Chapter XVI
Applied Systems
The concept of applied systems revolves around the notion of an applied meta-system, or alternatively, the application of systems to the solution of complex problem sets in reality that involve a number of different inputs and hybrid designs. Applied systems must tackle the problem of goodness of fit to actual phenomenal reality, and entails as well practical problem solving and the heuristics of pragmatic procedures built around naturally occurring patterns.
The ability of recognize and define a problem in reality is the first step in the design and realization of applied meta-systems, especially when such problems appear to be multi-factorial and complex in nature, and inherently intractable of solution.
In my approach to the development and elaboration of applied meta-systems, I offer the ground up construction and top-down design of a basic meta-system, or rather of a set of basic meta-systems operating at different levels, with the aim of integrating these meta-systems and elaborating and refining them through further cycles of development. This is a goal much easier to state than to achieve when we consider the fact that even small subcomponents of such complex multi-component meta-systems will present technical challenges towards integration that require enormous expertise and energy to overcome.

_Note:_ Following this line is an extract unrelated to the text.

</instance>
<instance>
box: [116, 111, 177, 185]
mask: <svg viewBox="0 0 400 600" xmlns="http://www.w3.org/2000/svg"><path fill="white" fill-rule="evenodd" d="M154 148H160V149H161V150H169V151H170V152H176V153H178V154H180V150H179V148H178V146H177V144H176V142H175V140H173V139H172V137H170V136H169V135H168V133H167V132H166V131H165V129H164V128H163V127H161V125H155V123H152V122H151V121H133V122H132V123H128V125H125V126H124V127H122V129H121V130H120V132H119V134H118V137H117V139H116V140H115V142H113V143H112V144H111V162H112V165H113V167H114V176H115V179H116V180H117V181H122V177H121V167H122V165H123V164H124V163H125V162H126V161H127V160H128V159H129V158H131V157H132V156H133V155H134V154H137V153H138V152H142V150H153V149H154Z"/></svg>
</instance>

I have sought to elaborate applied meta-systems and subsystems at various levels of design, as well as what can be called hybrid meta-systems that incorporate multiple levels of function into a single design. What is expected out of this line of development is of course the convergence of meta-systems of different kinds towards a common unified meta-system, and it is this notion of a single unified, applied meta-system that encompasses all possible subsystems, with which to define a development baseline and framework for such development to proceed in the first place. The model of a unified meta-system is an ideal standard against which we can compare our own state of the art of the development of our component meta-systems. Of course this standard model is not itself a static system, but dynamic and refineable in its own terms as well as in terms of its component subsystems. Defining such a model allows us to partition our problem solving to smaller subsets in a coordinated manner.
Human technological civilization can be said to have achieved a meta-state system by means of natural historical development of such systems, than by any deliberate or overall plan. It was arrived at by a countless series of experiments and trial and error endeavors, leading to a workable level of integration.
The applied systems that are of greatest interest are those that may have central strategic significance in the larger world, and would include basic energy systems, various biological systems and systems of human cultural mediation. All of these would be expected to become increasingly integrated within a single unified, automated meta-system. There would be a host of other alternative applications for systems as well that would be spin-offs of these central efforts. Again, the standard is movement towards a single integrated system that is comprehensive even though in its initial stages it remains quite basic and rudimentary. For example, a comprehensive but basic meta-system would combine as many facets of energy production & utilization, meta-biotic processes, and human cultural mediation within an umbrella system of automated cybernetics as much as possible. The original model of such a system might in fact be on a quite reduced scale, but in theory it should be possible to grow and clone the same system to a scale that would eventually become global in scope.